Lilith with Peter Fonda, Jean Seberg. |
Peter von Bagh:
Lilith
The psychiatrist in Lilith tells us that in Shakespeare’s days ecstasy was a reference to madness. The association has not lost its meaning since love still belongs to the realm of the forbidden like insanity. Which is why one of the modern cinema’s finest love stories takes place in an insane asylum. The protagonist Lilith is sensual, voracious, nymphomaniac. She embraces life in a holistic way and possesses a preternatural ability to catch overtones beyond regular communication. She even has a language of her own.
Losing one’s mental balance was a key theme in the cinema of the 1960s internationally, a reaction to the prevailing confusion and alienation of the times.
Lilith was Robert Rossen’s last film and entirely different from all others he had written or directed. The polemical, “engaged”, aggressive talent of All the King’s Men turned out in the last instance to be a poet and a sensualist. Insanity which would become a fashionable theme and a key reflection of the social condition (One Flew Over the Cuckoo’s Nest) was here an expression of a life reduced to extreme privacy and a symbol of human sensitivity.
Jean-André Fieschi compared Lilith with Vertigo.
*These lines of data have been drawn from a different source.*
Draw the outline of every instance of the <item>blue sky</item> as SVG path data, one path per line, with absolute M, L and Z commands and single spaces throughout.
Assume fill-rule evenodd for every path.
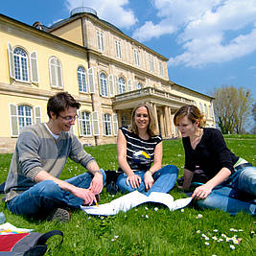
M 0 12 L 49 26 L 81 5 L 168 58 L 171 81 L 205 94 L 243 86 L 256 100 L 256 0 L 2 0 Z

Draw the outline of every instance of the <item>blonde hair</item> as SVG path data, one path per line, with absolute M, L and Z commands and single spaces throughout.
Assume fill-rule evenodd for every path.
M 204 115 L 200 112 L 198 106 L 194 105 L 185 105 L 181 106 L 175 114 L 174 123 L 178 125 L 181 118 L 187 116 L 188 119 L 194 124 L 196 121 L 199 122 L 198 127 L 202 128 L 205 125 Z
M 159 133 L 157 132 L 157 128 L 156 128 L 155 116 L 153 114 L 152 107 L 148 102 L 141 103 L 133 108 L 131 112 L 131 121 L 130 121 L 129 129 L 135 134 L 138 134 L 138 128 L 135 123 L 135 112 L 139 107 L 146 107 L 149 113 L 150 123 L 148 126 L 147 132 L 150 134 L 150 136 L 159 135 Z

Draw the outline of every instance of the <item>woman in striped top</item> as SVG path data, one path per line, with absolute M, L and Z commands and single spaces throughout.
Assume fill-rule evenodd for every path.
M 177 178 L 174 165 L 161 168 L 162 138 L 157 133 L 155 118 L 149 103 L 138 105 L 132 111 L 130 128 L 119 129 L 117 138 L 119 171 L 117 179 L 122 192 L 169 192 Z

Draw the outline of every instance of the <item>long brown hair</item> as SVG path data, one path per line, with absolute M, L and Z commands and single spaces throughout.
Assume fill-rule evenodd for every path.
M 198 127 L 202 128 L 205 125 L 204 115 L 200 112 L 198 106 L 194 105 L 185 105 L 181 106 L 175 114 L 174 123 L 178 125 L 181 118 L 187 116 L 188 119 L 194 124 L 196 121 L 199 122 Z
M 150 123 L 148 126 L 147 132 L 150 134 L 150 136 L 157 136 L 159 133 L 157 132 L 156 128 L 156 122 L 155 122 L 155 116 L 153 114 L 152 107 L 150 103 L 145 102 L 139 104 L 137 106 L 135 106 L 131 112 L 131 121 L 130 121 L 130 130 L 134 132 L 135 134 L 138 134 L 138 128 L 135 123 L 135 112 L 139 107 L 146 107 L 149 113 L 150 117 Z

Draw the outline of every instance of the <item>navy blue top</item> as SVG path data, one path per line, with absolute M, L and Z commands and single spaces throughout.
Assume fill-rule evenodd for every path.
M 144 140 L 139 135 L 133 133 L 128 127 L 120 128 L 127 140 L 127 161 L 133 172 L 148 171 L 151 168 L 154 158 L 154 149 L 158 143 L 162 141 L 162 137 L 152 136 L 149 140 Z M 137 162 L 134 160 L 134 153 L 143 151 L 150 159 L 147 162 Z M 119 171 L 122 169 L 119 167 Z
M 223 167 L 234 173 L 233 166 L 239 157 L 227 149 L 219 129 L 204 128 L 202 137 L 195 150 L 191 147 L 189 137 L 182 138 L 182 142 L 185 150 L 185 169 L 191 172 L 194 172 L 196 167 L 203 170 L 209 179 Z

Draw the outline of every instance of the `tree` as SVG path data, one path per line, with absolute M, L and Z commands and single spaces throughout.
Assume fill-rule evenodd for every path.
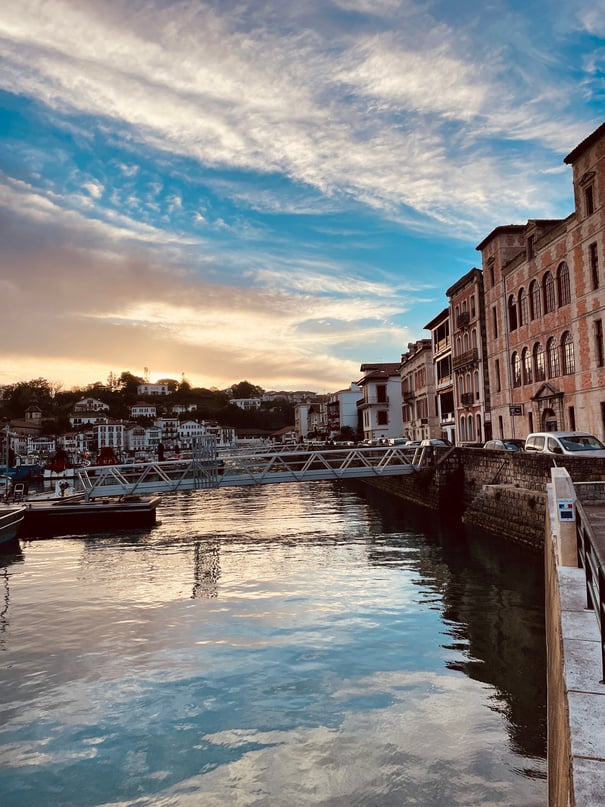
M 132 373 L 125 371 L 120 375 L 120 379 L 118 382 L 118 389 L 120 392 L 126 393 L 127 395 L 136 395 L 137 394 L 137 387 L 139 384 L 144 384 L 145 380 L 143 378 L 139 378 L 139 376 L 133 375 Z
M 260 398 L 265 390 L 249 381 L 240 381 L 239 384 L 233 384 L 231 392 L 234 398 Z

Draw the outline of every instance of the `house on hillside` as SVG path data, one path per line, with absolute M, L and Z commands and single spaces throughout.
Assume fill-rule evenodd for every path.
M 365 440 L 401 437 L 400 362 L 362 364 L 363 376 L 357 381 L 362 397 L 357 403 Z

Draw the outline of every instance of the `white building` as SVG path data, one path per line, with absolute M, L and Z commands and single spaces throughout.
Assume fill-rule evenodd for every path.
M 358 403 L 365 440 L 401 437 L 401 377 L 399 362 L 362 364 L 364 374 L 357 382 L 363 398 Z
M 357 404 L 363 398 L 361 388 L 357 384 L 351 384 L 349 389 L 332 392 L 326 400 L 326 419 L 328 437 L 332 438 L 345 427 L 357 432 L 358 407 Z
M 147 401 L 137 401 L 130 407 L 130 417 L 132 418 L 154 418 L 157 413 L 155 404 L 148 404 Z
M 170 390 L 168 384 L 139 384 L 137 395 L 168 395 Z
M 109 412 L 109 405 L 98 398 L 81 398 L 73 406 L 73 412 Z
M 239 406 L 240 409 L 243 409 L 245 412 L 256 411 L 260 409 L 260 405 L 262 403 L 261 398 L 231 398 L 229 403 L 232 403 L 234 406 Z
M 104 446 L 123 451 L 125 445 L 126 427 L 116 420 L 107 423 L 97 423 L 93 426 L 99 449 Z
To him only these two works had found a cinematic form for something undefinable and unattainable.
Jean Seberg claimed that Rossen understood precisely that in this film he would penetrate the external towards something deeper, to a zone between clairvoyance and a state called madness.
“I remember the Jewish Passover celebration spent among Rossen’s family, the Jewish dinner and the thousand candles that burned in the room, while Rossen chanted the ritual songs with his sons, and I had the impression that there was in Rossen, and his film, something very precious and very secret that I would never find again”. (Jean Seberg: “Lilith and I”, interviewed by Jean-André Fieschi, Cahiers du Cinéma in English 7, January 1967).
– From: Peter von Bagh: Kaipuun punainen hetki. Suuret rakkauselokuvat. [The Red Moment of Desire. The Great Love Movies]. Helsinki: Otava 1991/2001. Unused translation by Antti Alanen for Il Cinema Ritrovato (2019): the film was not scheduled, after all.